Keywords

1 Introduction

A typical human red blood cell can be morphologically described as a biconcave discoid, called a discocyte [11]. Changes in the volume of the cell change its appearance: as the volume decreases, it shrivels into a star-like shape called echinocyte with distinguishable convex rounded protrusions. As volume increases, the cell expands into a shape with single- or multi-concave invaginations, called a stomatocyte. In physiological conditions, seven different morphological subtypes can be distinguished by hematologists (see Fig. 1) and appear in a particular frequencies, which change upon environmental challenges or in a course of a number of diseases [8].

Detection and classification of the red blood cell subtypes is a crucial step for blood sample analysis and the diagnosis of blood diseases [11]. Earlier on, morphological analysis was always performed on blood smears. However, more and more 2D and 3D images of living, often moving, red blood cells are produced for research and clinical needs with different modalities, illumination conditions and zoom levels. Classification of red bloods cells nowadays still relies on manual annotation by an expert.

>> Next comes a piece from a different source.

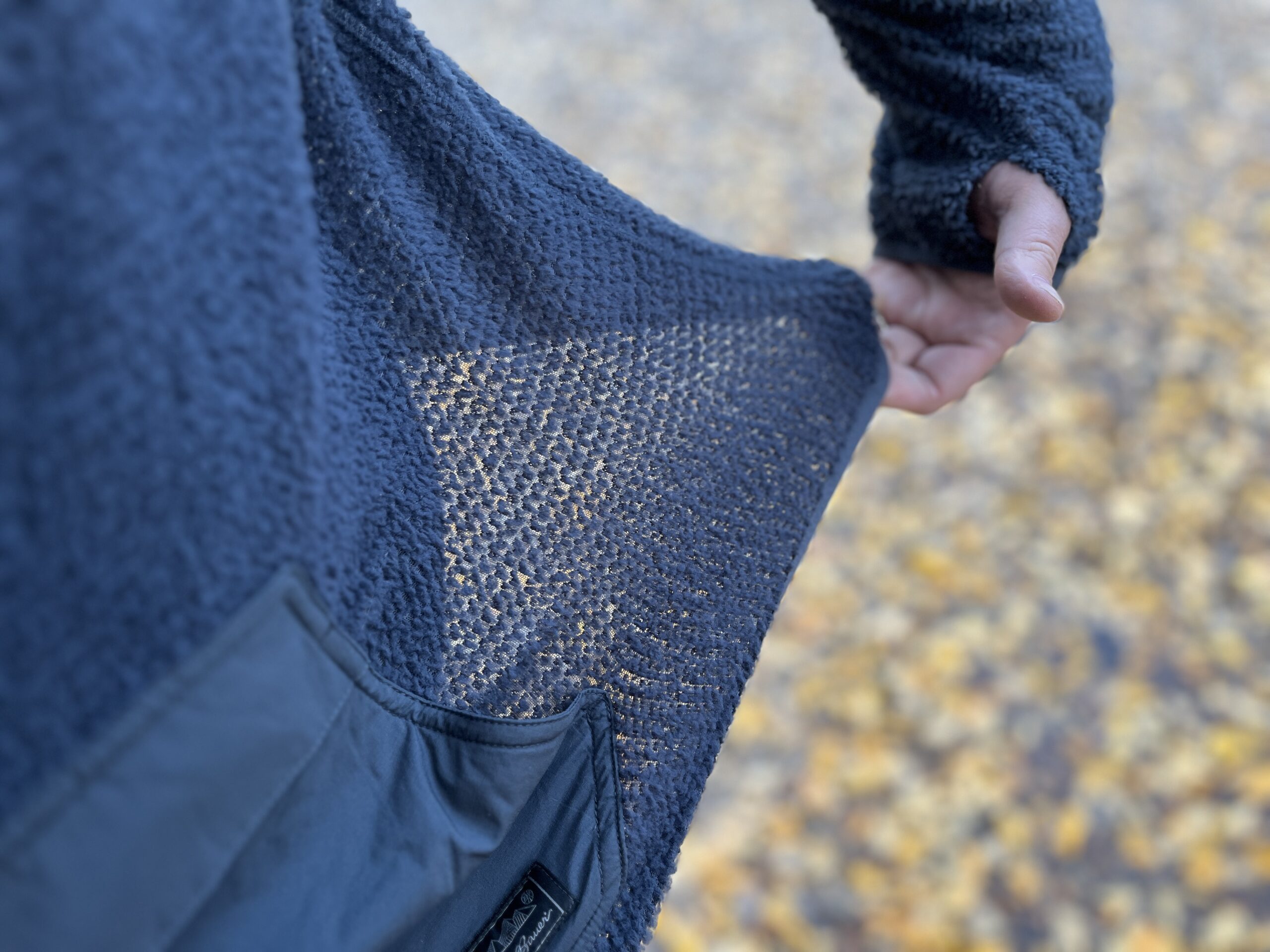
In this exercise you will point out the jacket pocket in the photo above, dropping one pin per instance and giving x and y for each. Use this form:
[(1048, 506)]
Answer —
[(276, 794)]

Deep learning approaches are known to be versatile and adaptive to new environments and excel on a couple of recent biomedical challenges, like the classification of skin cancer [4] or the prediction of mutations from histopathological slides [2]. A first approach to the classification of red bloods cells has been recently also proposed [14]. However in general, the application of powerful deep learning algorithms in clinical applications is heavily limited by the need of large amounts of well annotated data, since expert time is typically scarce and expensive. We thus want to significantly reduce redundancy in manual annotation by developing uncertainty based scores that allow us to involve expensive expert knowledge only where necessary.

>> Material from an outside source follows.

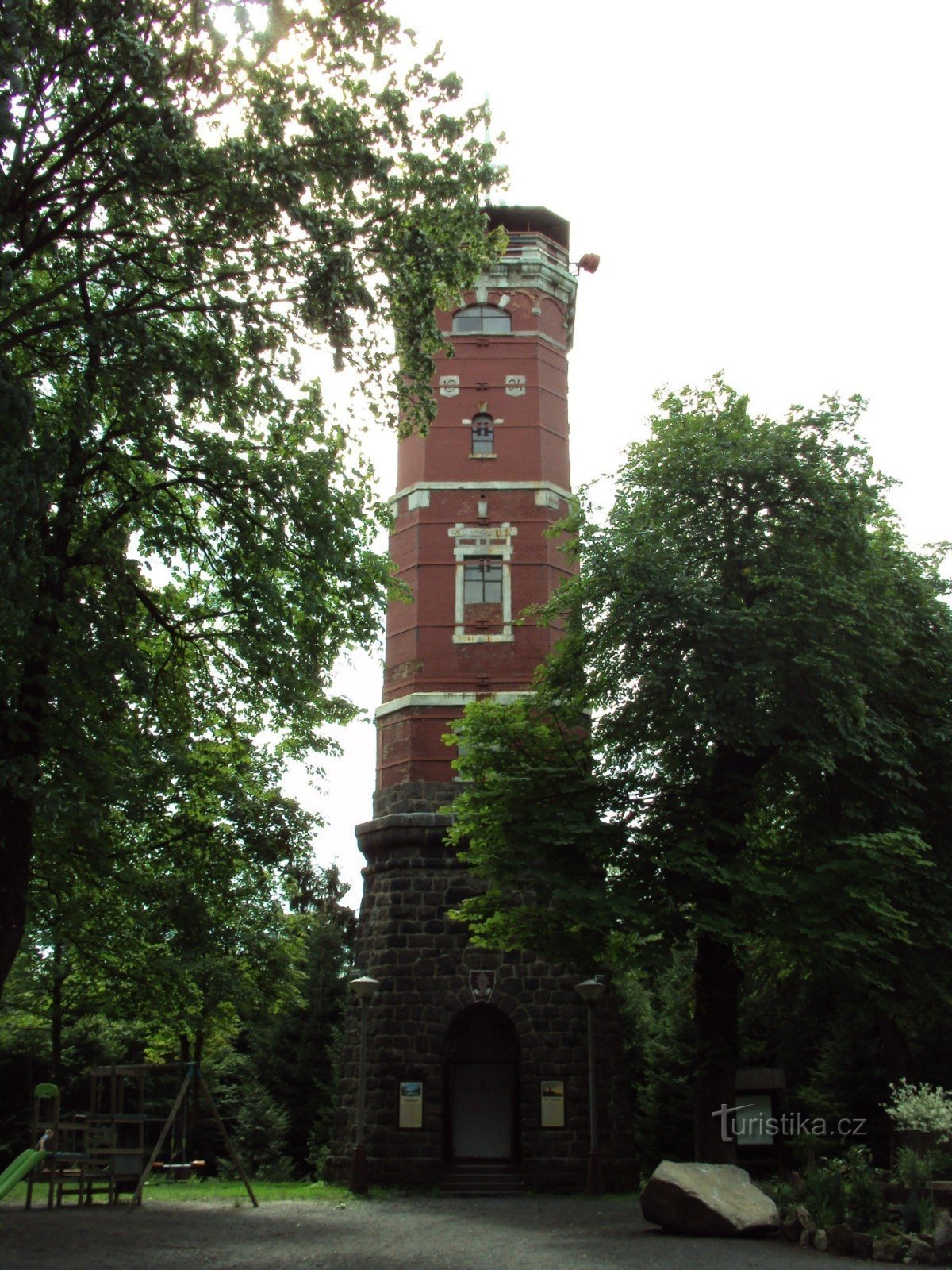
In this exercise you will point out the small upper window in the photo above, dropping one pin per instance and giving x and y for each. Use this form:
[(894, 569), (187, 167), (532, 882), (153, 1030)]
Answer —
[(482, 321), (482, 433)]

One promising approach to break the bottleneck of data annotation is active learning, which uses a learning algorithm to interactively query experts for new annotations. This expert-in-the-loop process has been demonstrated to achieve similar or even greater performance as compared to a fully labelled data-set, with a fraction of the cost and time that it takes to label all the data [9]. Here, we combine active learning with object detection and develop a novel active learning annotation tool to guide expert annotation. Although different active learning methods have been proposed to accelerate the annotation process for classification problems, e.g. [5], few approach exist that allow for object detection, and none for a multiclass detection problem with clinical relevance.

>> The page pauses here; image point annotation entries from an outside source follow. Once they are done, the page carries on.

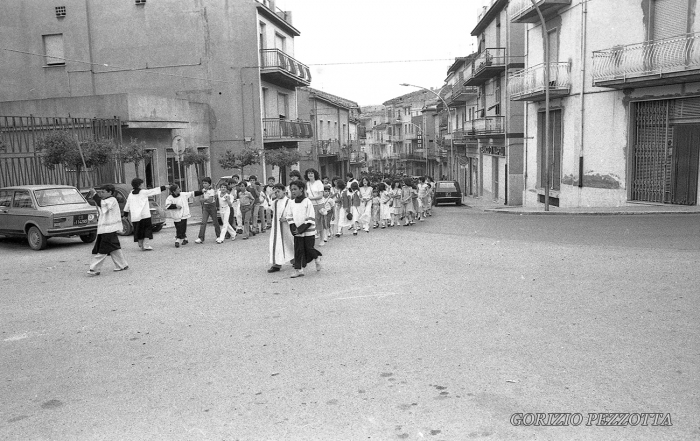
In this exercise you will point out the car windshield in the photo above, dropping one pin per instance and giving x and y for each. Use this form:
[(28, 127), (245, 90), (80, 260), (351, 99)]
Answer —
[(447, 186), (58, 196)]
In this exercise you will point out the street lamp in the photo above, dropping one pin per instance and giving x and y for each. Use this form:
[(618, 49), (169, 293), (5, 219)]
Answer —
[(449, 116)]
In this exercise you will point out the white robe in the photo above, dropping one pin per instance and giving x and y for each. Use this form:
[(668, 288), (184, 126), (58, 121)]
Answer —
[(281, 239)]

Our active learning annotation approach interactively selects a candidate annotation set by measuring the uncertainty of classification and detection of single cells, and by considering rare classes in data set. Our approach is the first to calculate relevance for the goal of active learning in multiclass object detection and the first to come up with intelligent data selection for expert annotation for biomedical images.

Fig. 1.
figure 1

Red bloods cells change their morphology due to microenvironmental changes or in the course of a disease. They can be classified into seven subtypes, from left to right: dehydrated stomatocyte (S.D.), normal stomatocyte (S.N.), discocyte (D), primary, secondary, tertiary and final echinocyte (E.1, E.2, E.3, E.F.). We show three exemplary cells for each class from our brightfield dataset containing 208 images and near 8000 cells.

2 Method

Our proposed active learning annotation approach starts from a Faster R-CNN model with an annotated training set (see Fig. 2). We apply the trained model on not annotated images and select the most relevant images based on a novel uncertainty analysis in order to ask for expert annotations. With these additional annotations, we update our model and select new images for more annotations. We keep iterating this annotation process until all cells above a particular uncertainty are annotated or a desired classification performance is achieved.

Fig. 2.
figure 2

Overview of the proposed active learning annotation tool. First, a Faster R-CNN model is trained on an annotated dataset. Not annotated images are then analyzed with the trained model, the uncertainty of detection and classification is determined, and the most relevant images are passed to the expert for annotation. With the new annotations, a new cycle starts.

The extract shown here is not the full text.